Dans le séminaire, nous avons essayé d'esquisser quelques éléments qui font la différence. Selon Frédérique Wandfluh, dans un module, l'enseignant et les élèves vont au bout du projet, de la production tandis que la classe reste le lieu où s'organisent des activités de répétition ou de structuration. Il nous resterait à approfondir : quels sont les objectifs qui sont mieux traités en classe et ceux en modules ? Selon le texte des deux auteurs, nous pourrions voir s'esquisser une volonté du travail sur la construction des compétences à l'intérieur des modules. Comment l'enseignant distingue les activités qui devraient être travaillées dans un temps long, plus dilué, dans une logique des modules filés et d'autres dans une logique du temps compact ? Toujours, dans le texte (Wandfluh, F. & Perrenoud, Ph ; 1999), " le module serait un enchaînement de situations-problèmes, rigoureusement ordonnées à des objectifs d'apprentissage bien identifiés, assez pointues et calibrées pour garantir leur réalisation pour la plupart des élèves. "

Dans les témoignages et dans le texte de Frédérique Wandfluh et Philippe Perrenoud (1999), nous pourrions observer que le travail en modules devient un lieu, un laboratoire nécessaire d'analyse du travail et de la pratique enseignante. L'organisation des modules est en quelque sorte le prétexte, si cela ne se fait pas ailleurs, de travailler collectivement sur les représentations de chacun de la manière dont l'enfant apprend, dont l'enfant et l'enseignant travaillent et " sur les objectifs d'apprentissage ".

Dans le cadre des modules, où tout est prévu, pensé, anticipé, les enseignantes peuvent dégager du temps et de l'énergie pour penser à ce qui est vraiment porteur ou efficace pour les élèves.

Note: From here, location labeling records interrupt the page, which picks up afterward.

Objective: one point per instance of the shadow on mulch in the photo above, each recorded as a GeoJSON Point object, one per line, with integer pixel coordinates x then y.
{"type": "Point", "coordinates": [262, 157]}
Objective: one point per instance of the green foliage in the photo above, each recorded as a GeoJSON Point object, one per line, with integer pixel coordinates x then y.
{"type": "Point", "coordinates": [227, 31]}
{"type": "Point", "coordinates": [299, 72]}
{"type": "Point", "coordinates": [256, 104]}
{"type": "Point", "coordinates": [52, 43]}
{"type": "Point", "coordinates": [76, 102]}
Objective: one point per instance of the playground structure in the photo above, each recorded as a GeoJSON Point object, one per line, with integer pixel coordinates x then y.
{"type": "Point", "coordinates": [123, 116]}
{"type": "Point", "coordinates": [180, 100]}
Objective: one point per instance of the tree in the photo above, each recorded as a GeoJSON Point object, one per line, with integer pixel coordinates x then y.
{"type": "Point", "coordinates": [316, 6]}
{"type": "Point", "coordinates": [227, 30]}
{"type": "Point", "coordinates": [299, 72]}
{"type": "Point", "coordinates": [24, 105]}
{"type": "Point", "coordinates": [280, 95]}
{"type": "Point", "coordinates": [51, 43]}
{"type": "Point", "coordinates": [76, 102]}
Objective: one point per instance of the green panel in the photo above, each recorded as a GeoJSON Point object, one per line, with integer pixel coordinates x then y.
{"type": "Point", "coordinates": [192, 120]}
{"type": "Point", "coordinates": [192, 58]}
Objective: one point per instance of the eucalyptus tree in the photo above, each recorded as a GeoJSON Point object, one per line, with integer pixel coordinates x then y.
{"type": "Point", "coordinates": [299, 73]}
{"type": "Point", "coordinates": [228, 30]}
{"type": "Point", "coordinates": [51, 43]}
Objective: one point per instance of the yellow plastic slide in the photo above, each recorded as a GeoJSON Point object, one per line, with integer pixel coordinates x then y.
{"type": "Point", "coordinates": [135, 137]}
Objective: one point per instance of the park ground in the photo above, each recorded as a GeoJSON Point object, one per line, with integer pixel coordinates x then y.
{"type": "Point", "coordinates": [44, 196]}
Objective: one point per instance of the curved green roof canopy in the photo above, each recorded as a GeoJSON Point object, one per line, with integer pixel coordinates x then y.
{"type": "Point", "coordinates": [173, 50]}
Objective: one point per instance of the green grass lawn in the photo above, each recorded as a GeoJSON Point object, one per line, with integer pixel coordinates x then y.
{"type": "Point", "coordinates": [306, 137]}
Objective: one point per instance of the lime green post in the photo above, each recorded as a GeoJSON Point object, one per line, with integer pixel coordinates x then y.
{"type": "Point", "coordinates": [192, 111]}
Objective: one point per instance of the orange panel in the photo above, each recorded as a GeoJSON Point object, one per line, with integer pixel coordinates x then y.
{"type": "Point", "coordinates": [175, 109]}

Il semblerait pour Frédérique Wandfluh, que plus les activités sont pensées, discutées, négociées en équipe, plus la liberté d'action de l'enseignant est grande ; ainsi l'enseignant a une vision plus claire de ce qu'il peut attendre des élèves.

 

Les modules, un lieu de construction
des programmes sur un temps long

Frédérique Wandfluh dit : " si l'on travaille qu'avec des élèves de 8 ans, on oublie comment les autres apprennent ! " Il semblerait que la forme scolaire traditionnelle fasse tout son possible pour l'y aider.

Les programmes scolaires ont souvent organisé les apprentissages en fonction des âges des élèves. La division du travail traditionnelle " à chaque enseignant, son degré " est la règle de nos écoles et conditionne l'enseignant par rapport à une classe d'âge unique. Certains enseignants diront d'ailleurs savoir enseigner à des grands mais ne pas leur apprendre à lire !!!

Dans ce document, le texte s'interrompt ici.